Member of the Lok Sabha
- In office 1977–1979
- Preceded by: Shiv Kumar Shastri
- Succeeded by: Indra Kumari
- Constituency: Aligarh

Personal details
- Born: 16 December 1909 Jawan Vajidpur, Aligarh district, Uttar Pradesh
- Died: 4 April 1981 (aged 71) Aligarh
- Party: INC
- Children: Rajkumar Singh Chauhan Surendra Singh Chauhan Yogendra Singh Chauhan

= Nawab Singh Chauhan =

Indian politician

Nawab Singh Chauhan (16 December 1909 – 4 April 1981) was an Indian politician. He was member of the 6th Lok Sabha from the Aligarh constituency. He used the pen name "Kanj" as poet.

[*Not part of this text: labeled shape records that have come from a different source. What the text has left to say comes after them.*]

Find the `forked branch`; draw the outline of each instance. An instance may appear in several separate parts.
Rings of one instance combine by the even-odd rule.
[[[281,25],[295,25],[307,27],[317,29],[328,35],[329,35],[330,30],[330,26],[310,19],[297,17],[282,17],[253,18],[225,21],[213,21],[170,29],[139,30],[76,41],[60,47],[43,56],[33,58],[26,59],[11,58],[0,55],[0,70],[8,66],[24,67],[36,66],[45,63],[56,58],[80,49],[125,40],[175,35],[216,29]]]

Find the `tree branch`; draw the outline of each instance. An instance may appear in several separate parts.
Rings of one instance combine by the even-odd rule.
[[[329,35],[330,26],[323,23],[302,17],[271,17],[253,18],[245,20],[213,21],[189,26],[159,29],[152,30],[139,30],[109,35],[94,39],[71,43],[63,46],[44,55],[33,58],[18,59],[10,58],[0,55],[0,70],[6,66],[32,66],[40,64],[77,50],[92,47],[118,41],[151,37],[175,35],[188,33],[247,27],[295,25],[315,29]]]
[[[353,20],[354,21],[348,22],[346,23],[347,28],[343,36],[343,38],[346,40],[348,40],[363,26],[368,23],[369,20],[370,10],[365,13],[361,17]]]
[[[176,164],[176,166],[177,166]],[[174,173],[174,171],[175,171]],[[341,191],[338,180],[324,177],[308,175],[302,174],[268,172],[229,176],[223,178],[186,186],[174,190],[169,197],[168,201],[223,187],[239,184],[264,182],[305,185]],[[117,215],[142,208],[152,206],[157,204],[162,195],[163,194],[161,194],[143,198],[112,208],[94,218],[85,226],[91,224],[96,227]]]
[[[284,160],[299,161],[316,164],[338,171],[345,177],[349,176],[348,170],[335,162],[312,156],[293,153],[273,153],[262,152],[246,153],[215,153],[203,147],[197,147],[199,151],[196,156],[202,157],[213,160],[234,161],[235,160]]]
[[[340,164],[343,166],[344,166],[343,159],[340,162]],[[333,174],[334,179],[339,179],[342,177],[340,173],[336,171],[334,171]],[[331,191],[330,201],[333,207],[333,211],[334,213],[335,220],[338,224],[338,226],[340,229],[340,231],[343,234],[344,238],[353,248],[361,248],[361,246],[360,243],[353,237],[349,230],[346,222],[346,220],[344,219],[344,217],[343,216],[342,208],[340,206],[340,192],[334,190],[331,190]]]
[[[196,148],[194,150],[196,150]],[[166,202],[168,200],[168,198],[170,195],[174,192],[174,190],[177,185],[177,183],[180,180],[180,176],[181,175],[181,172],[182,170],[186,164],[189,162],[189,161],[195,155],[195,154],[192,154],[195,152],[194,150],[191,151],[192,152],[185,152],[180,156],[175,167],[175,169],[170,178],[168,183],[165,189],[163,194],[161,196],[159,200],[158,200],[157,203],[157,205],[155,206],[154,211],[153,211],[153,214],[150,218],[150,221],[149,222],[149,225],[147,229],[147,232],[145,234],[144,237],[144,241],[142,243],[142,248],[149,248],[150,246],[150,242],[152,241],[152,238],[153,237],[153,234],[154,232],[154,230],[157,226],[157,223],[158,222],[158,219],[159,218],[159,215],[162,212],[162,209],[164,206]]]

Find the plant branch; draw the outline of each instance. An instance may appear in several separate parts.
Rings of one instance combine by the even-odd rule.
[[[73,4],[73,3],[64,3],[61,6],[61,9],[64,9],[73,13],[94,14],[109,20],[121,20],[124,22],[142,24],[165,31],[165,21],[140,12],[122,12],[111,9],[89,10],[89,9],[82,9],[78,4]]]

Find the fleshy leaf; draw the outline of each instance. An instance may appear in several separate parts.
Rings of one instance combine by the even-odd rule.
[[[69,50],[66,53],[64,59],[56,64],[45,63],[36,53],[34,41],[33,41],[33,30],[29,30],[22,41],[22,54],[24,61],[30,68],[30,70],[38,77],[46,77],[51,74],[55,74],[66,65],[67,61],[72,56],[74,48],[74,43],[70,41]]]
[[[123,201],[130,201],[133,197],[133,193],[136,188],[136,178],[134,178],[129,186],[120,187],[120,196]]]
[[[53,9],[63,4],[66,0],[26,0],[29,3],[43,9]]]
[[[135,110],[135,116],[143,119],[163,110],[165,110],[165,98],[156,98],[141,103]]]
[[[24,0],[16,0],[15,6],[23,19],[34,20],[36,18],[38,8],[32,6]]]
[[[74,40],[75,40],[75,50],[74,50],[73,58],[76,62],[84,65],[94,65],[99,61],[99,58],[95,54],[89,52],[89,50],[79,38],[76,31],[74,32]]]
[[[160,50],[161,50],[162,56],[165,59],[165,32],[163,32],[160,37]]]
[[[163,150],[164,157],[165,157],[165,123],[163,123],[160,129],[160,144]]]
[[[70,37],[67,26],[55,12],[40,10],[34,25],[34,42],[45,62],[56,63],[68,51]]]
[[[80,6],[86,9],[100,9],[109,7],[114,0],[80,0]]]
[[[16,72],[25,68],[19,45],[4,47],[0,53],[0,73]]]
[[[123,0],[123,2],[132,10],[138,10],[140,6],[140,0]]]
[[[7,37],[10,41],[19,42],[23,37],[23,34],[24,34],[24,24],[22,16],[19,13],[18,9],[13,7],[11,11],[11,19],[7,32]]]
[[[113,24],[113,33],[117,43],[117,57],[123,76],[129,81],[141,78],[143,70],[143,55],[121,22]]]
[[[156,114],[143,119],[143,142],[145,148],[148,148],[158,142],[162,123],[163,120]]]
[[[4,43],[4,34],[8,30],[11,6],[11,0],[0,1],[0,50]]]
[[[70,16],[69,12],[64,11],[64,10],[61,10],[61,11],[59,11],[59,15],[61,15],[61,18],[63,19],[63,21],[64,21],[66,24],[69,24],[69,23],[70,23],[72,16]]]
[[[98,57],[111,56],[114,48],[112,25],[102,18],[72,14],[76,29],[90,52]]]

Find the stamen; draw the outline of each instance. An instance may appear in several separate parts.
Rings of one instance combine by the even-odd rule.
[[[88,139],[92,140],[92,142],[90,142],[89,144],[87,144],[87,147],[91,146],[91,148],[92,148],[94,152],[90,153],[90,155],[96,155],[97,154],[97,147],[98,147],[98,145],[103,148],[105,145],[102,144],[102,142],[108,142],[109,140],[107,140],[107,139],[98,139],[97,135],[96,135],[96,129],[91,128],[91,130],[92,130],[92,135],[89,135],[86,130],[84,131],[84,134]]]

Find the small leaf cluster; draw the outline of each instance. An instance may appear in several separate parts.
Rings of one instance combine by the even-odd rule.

==Early life and education==
Chauhan was born in the village Jawan Vajidpur and lived at Jawan Sikandarpur, Aligarh district. Wife Haripiari Devi to father Thakur Bulwant Singh, and was educated up to intermediate level.

==Posts held==
Notable posts Chauhan held include:
- Chairman, Zilla Parishad, Aligarh
- President, All-India, Railway Mail Service (R.M.S.)
- President, P&T Federation
- Member, All India Farmers Council (Bharat Krishak Samaj)
- Member, Uttar Pradesh Legislative Assembly (three years)
- Member, Rajya Sabha (11 years)

==Memorial==
The Nawab Singh Chauhan Gramodaya Inter College, in the Kasimpur Village, (Kasimpur Town), Aligarh district, is named after him.